Microstructured Polymer Surfaces for Growth of Probiotic Marine Bacteria

Marine probiotic bacteria of the Phaeobacter species can produce the antibacterial compound tropodithietic acid (TDA), which effectively inhibits pathogenic microorganisms. Since TDA is biosynthesized and has not been chemically synthesized, culturing live TDA-producing bacteria offers continuous antibacterial effect. Biofilms, which are aggregates of bacteria embedded in an extracellular matrix. This study aims to investigate surface topographies and properties that support biofilm formation by Phaeobacter piscinae S26, with the potential of enhancing their antibacterial functionality in fish farming applications.

Engineered surface topography can significantly influence bacterial behavior. In this study, hexagonal pit and pillar microstructures were fabricated on silicon (Si) wafers in the cleanroom, serving as molds for polymer replication. The height and gap distance of these microstructures were varied to explore the correlation between topographical features and bacterial attachment. 
The fabrication process was optimized to produce microstructures with critical dimensions and smooth sidewalls. Maskless lithography was employed, and the exposure parameters were systematically studied to ensure accurate feature sizes. During dry etching, sidewall roughness and angles were tuned to achieve optimal conditions for polymer demold. Additionally, thermal oxidation followed by oxide removal was applied to further improve surface smoothness and enhance demolding performance. 

Polymers are promising candidates for large-scale surface production due to their cost-effectiveness and ease of scaling fabrication. Surface properties of polymers, such as surface energy, can influence bacterial attachment. In this study, flat polymer surfaces made of polymethyl methacrylate (PMMA), cyclic olefin copolymer (COC), polypropylene (PP), and polydimethylsiloxane (PDMS) were selected to investigate the correlation between bacterial attachment and surface energy. These polymers span a wide range of surface energies, from 11.3 mN/m to 47.1 mN/m, allowing for comparative analysis. The most hydrophobic surface, PDMS, exhibited higher bacterial attachment after 6 hours of incubation as an early phase. However, after long-term culture of 24 hours and 96 hours, bacterial attachment and TDA production were comparable across all polymer surfaces. Therefore, no clear correlation was found between surface energy and bacterial behavior during long-term culture, suggesting that material selection can be guided by practical considerations such as production efficiency and scalability.

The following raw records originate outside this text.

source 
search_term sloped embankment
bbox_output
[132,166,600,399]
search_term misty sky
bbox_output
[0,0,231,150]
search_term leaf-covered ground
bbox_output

Various polymer replication techniques were explored. Nanoimprint was primarily used to prototype microstructures on the polymer sheets, specifically using COC and PP. Imprinting and demolding parameters were optimized, with imprinting and demolding temperatures identified as the critical factors for achieving complete pattern transfer and minimizing damage. Effective demolding techniques were essential to prevent defects in the replicated structures during demolding. As a result, high-quality microstructures were successfully fabricated in polymer to support bacterial growth. Additionally, injection molding was employed to produce polymer chips designed for use in a dynamic flow cell platform for bacterial culture. 

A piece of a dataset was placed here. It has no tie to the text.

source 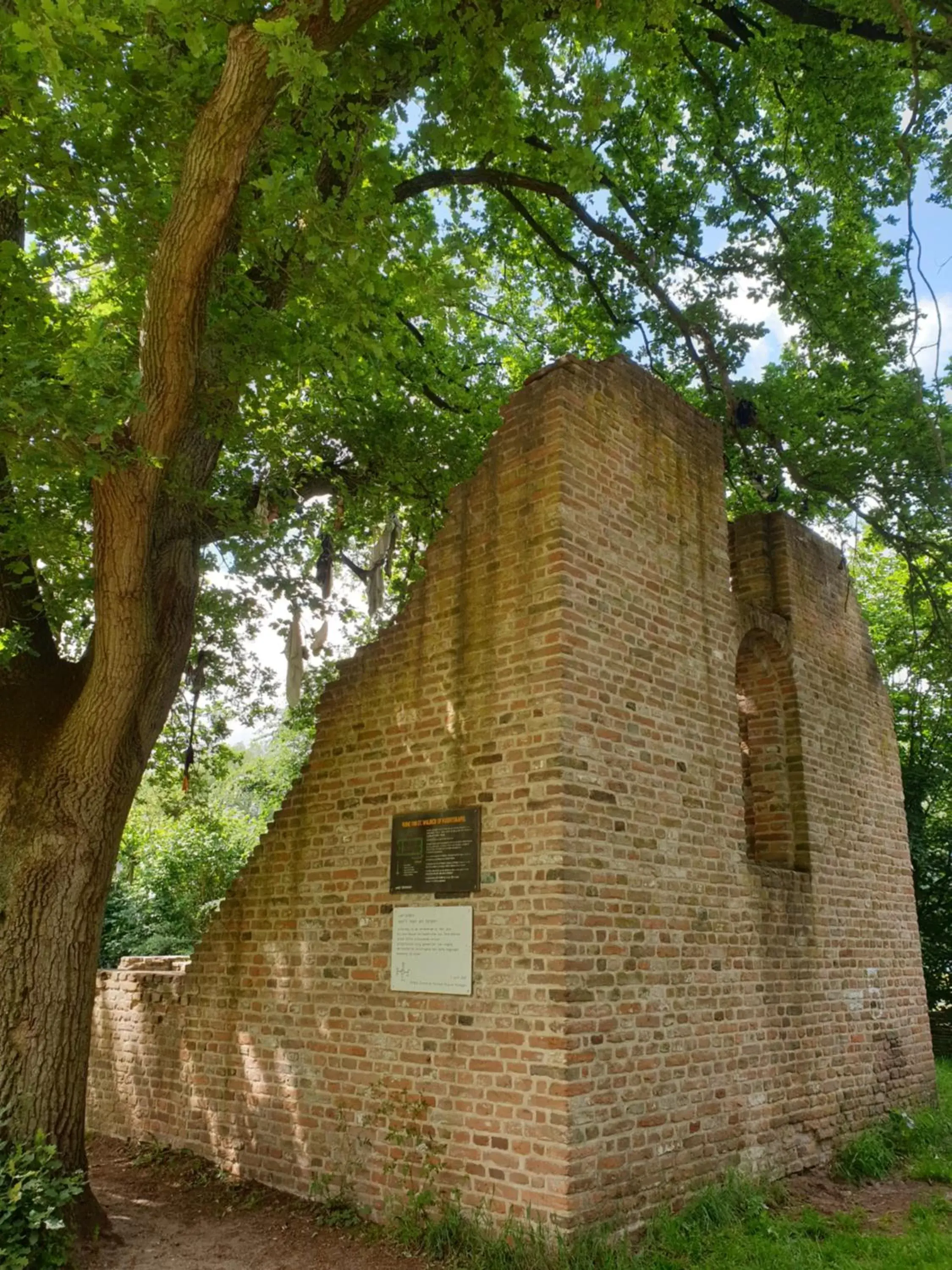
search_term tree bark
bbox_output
[0,0,387,1204]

Hierarchical structures were further developed to enable the integration of features across nano-, micro-, and macro-scales within a single device. While the replicated microstructures typically have smooth surfaces derived from the mold, the addition of polystyrene (PS) particles during nanoimprint introduced random nanoscale indentations. This fabrication method allowed investigation of bacterial behavior in response to surface roughness on microstructures. In the other method, the 3D printer first fabricated the macroscale mold frame. The printing process was then paused to integrate customized nano- and microstructures, transferred from a silicon mold, at designated layers and positions. Printing subsequently resumed to complete the overall structure. This flexible approach enables the incorporation of any desired testing structures into a single device. Both methods facilitate comprehensive studies of bacterial interactions with engineered surfaces.

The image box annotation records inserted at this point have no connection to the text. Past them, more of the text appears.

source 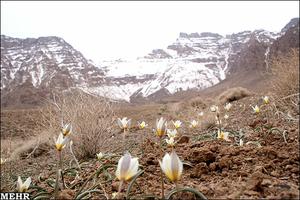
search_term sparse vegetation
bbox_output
[41,93,114,158]
[271,49,300,117]
[218,87,252,104]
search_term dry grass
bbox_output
[218,87,252,104]
[37,92,114,159]
[271,49,299,114]
[189,97,207,110]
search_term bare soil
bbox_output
[1,95,300,199]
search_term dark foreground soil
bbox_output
[1,96,300,199]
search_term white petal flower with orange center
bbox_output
[62,124,72,137]
[166,137,175,147]
[116,152,139,181]
[117,117,131,129]
[172,120,182,129]
[251,105,260,114]
[190,120,198,128]
[224,103,232,111]
[263,96,269,104]
[155,117,167,137]
[139,121,148,129]
[55,133,69,151]
[167,129,178,138]
[159,150,183,182]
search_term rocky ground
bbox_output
[1,95,299,199]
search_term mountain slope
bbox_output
[1,18,299,105]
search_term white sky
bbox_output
[1,1,299,62]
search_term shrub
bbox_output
[42,92,114,158]
[189,97,207,109]
[218,87,251,104]
[271,49,299,114]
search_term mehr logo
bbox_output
[1,192,30,200]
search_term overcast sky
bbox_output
[1,1,299,62]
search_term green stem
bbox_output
[117,181,123,198]
[160,137,165,199]
[54,151,62,199]
[123,128,126,152]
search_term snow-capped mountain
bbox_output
[1,18,299,106]
[1,35,104,90]
[82,30,279,101]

A static carrier test platform and a dynamic flow cell platform were established to evaluate bacterial growth on the polymer surfaces. Bacterial attachment was visualized using scanning electron microscopy (SEM) after bacteria fixation, dehydration, and drying. This enabled close observation of bacterial behavior on different surfaces. SEM analysis provided insights into bacterial coverage and interactions with various polymer materials and microstructured topographies, supporting further investigation into surface- dependent biofilm formation.

In conclusion, this study explored and evaluated the factors that influence bacterial behavior, and various fabrication techniques were applied to develop substrates and platforms to support bacterial growth. These approaches offer strong potential for the large-scale production of functional surfaces tailored for bacterial studies.